Exhibit 99.1
(JAMES HARDIE LOGO)
     
1 December 2005
  For media enquiries please contact James Rickards on
 
  Tel: 61 2 8274 5304 or Mob: 0419 731 371. For analyst
 
  enquiries please contact Steve Ashe on Tel: 61 2 8274
 
  5246. Mob: 0408 164 011.
JAMES HARDIE BOARD APPROVES FINAL FUNDING
AGREEMENT — AGREEMENT TO BE SIGNED TODAY
James Hardie Industries NV (JHINV) today announced that its Board has approved the Principal Deed (Final Funding Agreement) to provide long term funding for Australian asbestos-related personal injury claims that result from exposure to products made by former James Hardie Group subsidiaries.
Representatives of JHINV and the New South Wales Government are expected to sign the Final Funding Agreement today in Sydney.
The Final Funding Agreement was negotiated having regard to the terms of the Heads of Agreement signed on 21 December 2004 by the ACTU, NSW Government, Unions NSW, Asbestos support groups and James Hardie.
The Final Funding Agreement is a legally binding agreement and sets out the basis on which James Hardie will provide funding to the SPF. The arrangements include:
    the establishment of the SPF to compensate asbestos sufferers with claims against the former James Hardie Group subsidiaries, Amaca Pty Ltd, Amaba Pty Ltd or ABN 60 Pty Ltd;
 
    initial funding of the SPF by James Hardie of approximately A$154 million;
 
    a two year rolling cash ‘buffer’ in the SPF and an annual contribution in advance, based on actuarial assessments of expected claims for the following three years, revised annually;
 
    a cap on the annual James Hardie payments to the SPF in all years, except the first year, initially set at 35% of annual net operating cash flow of the JHINV Group for the immediately preceding financial year, with provision for the percentage to decline over time, depending on James Hardie’s financial performance and the claims outlook;
 
    no cap on individual payments to proven claimants; and
 
    special compensation arrangements for members of the Baryulgil community for asbestos-related claims arising from the activities of Marlew Mining Pty Ltd.
The Final Funding Agreement is subject to a number of conditions precedent, including James Hardie being satisfied with the tax treatment of the proposed funding arrangements and receiving the approval of its lenders and shareholders.
KPMG Actuaries has updated its actuarial report in relation to the expected liabilities of the SPF as at 30 June 2005. The KPMG Actuaries’ central estimate of the net liabilities is A$1,568 million.

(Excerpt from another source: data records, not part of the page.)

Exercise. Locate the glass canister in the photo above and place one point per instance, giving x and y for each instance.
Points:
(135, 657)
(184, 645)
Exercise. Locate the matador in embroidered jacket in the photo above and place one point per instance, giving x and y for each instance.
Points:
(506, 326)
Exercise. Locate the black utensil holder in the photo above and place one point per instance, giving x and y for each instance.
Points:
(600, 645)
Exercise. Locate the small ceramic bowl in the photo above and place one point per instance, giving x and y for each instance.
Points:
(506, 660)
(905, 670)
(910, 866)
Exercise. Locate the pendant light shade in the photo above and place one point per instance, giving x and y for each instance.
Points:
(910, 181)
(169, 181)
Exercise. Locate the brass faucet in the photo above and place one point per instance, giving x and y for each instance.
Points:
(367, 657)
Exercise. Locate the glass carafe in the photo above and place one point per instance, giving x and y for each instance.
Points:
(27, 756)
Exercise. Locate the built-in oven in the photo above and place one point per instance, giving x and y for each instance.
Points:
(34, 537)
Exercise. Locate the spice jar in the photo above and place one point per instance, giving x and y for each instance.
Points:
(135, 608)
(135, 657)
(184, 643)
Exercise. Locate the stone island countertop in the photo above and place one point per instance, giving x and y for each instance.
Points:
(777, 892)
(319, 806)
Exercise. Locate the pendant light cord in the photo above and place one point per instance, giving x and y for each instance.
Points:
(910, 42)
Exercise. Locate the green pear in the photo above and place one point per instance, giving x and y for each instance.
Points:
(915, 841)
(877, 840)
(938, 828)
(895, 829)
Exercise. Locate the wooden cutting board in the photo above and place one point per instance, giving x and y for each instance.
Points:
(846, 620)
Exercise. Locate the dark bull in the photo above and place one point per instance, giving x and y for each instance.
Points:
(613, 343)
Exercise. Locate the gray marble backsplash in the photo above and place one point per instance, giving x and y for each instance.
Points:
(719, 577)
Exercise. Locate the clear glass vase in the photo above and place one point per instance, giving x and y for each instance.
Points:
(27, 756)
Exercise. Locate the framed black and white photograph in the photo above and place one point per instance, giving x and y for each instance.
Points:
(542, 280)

This figure is discounted and net of insurance recoveries and NSW cost savings following recent reforms by the NSW Government. The undiscounted value of the central estimate (net of NSW cost savings) of the liabilities is A$3,131 million.

 


 

The arrangements are designed to provide funding for Australian proven personal injury claims whilst preserving the financial health and growth prospects of James Hardie. However, it should be recognised that because the number of claimants and the amounts that the courts may award is uncertain and James Hardie’s financial performance is uncertain over the 40+ year term of the SPF, no absolute assurance as to sufficiency of funds can be given. No member of the JHINV Group has or shall have any liability for a shortfall in the SPF.
JHINV Chairman Meredith Hellicar said: “The signing of the Final Funding Agreement is another important step towards implementing the voluntary public commitment James Hardie made in July 2004 to establish a funding mechanism to meet the needs of current and future Australian claimants.
“While both parties to the Deed acknowledge that negotiations took longer than we or our stakeholders initially expected, it was necessary to take the time to achieve a sustainable and robust agreement in the interests of claimants and, the future financial viability of the fund and James Hardie.
“Today is not the end of the process. Our next steps include obtaining satisfactory tax treatment of the proposed funding arrangements from the Federal Government, then seeking approval for the funding arrangements from James Hardie’s lenders and shareholders. These are our priorities.
”The Deed is in the interests of claimants, shareholders, employees and all other stakeholders.
“All parties involved in the negotiations have agreed it is in the interests of asbestos claimants that James Hardie is, and remains, financially strong and able to continue to fund its business growth. We expect the proposed funding arrangements will allow this as well as fulfil James Hardie’s funding commitment.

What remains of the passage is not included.